The chief of New York’s Department of Environmental Conservation (DEC) said Thursday he was considering whether to extend a 60-day comment period on DEC’s hydraulic fracturing (fracking) report, which was issued in July.

DEC last month issued recommendations on fracking, which among other things would require operators to disclose chemicals used and prohibit drilling in all primary aquifers, watersheds of New York City and Syracuse, and all state-owned land (see Shale Daily, July 5). A 60-day public comment period then was launched, but some groups, including some lawmakers, have called for an extension to 180 days.

DEC Commissioner Joe Martens said he wasn’t “shutting the door” on whether to extend the comment period. “I’m reviewing all of their comments and we’ll make a decision on that at the end of the month,” Martens said. He spoke after the first meeting of DEC’s High-Volume Hydraulic Fracturing Advisory Panel, which met behind closed doors.

Among other things, the panel has begun work on a timeline to develop regulations that would ensure that state regulators, including the DEC, have enough resources to properly oversee future drilling activities. Martens said the panel’s initial recommendations are expected by early November. At the top of the list is DEC staffing requirements. The department has cut more than 859 full-time jobs in the past three years.

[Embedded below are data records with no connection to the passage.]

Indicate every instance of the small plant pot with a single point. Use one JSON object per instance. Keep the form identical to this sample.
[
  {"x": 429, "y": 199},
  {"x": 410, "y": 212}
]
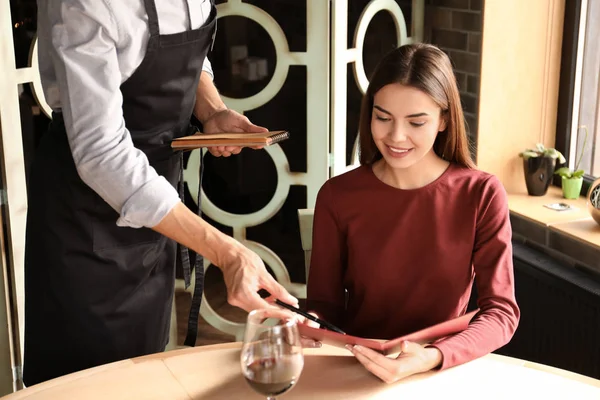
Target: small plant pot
[
  {"x": 538, "y": 174},
  {"x": 571, "y": 187}
]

“We hope to have a series of recommendations from them in the form of a report, probably in two stages,” Martens said. “We’re asking them to look at the state issues first and the local issues next because the department has to put together a budget and submit it to the governor’s office in December.

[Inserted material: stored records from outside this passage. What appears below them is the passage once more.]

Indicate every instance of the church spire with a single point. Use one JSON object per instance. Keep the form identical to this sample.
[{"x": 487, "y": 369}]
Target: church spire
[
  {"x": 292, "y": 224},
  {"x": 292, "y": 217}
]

“So we’re going to try and complete the assessment of state agency needs by early November so that we can take their recommendations, consider them and hopefully fold our own recommendations into our budget request.”

Panel members plan to share information in the interim with the next meeting slated in early September. Initial panel members, composed of energy industry representatives, lawmakers, regulators and environmentalists, were appointed in July when the draft recommendations were issued. Five additional people were named Thursday, including Brad Gill, who is executive director of the New York Independent Oil & Gas Association. Also serving on the panel will be Chemung County Executive Thomas Santulli, Robert Williams of the Joint Landowners Coalition, Jeff Williams of the New York Farm Bureau and Town of Smyrna Supervisor James Bays.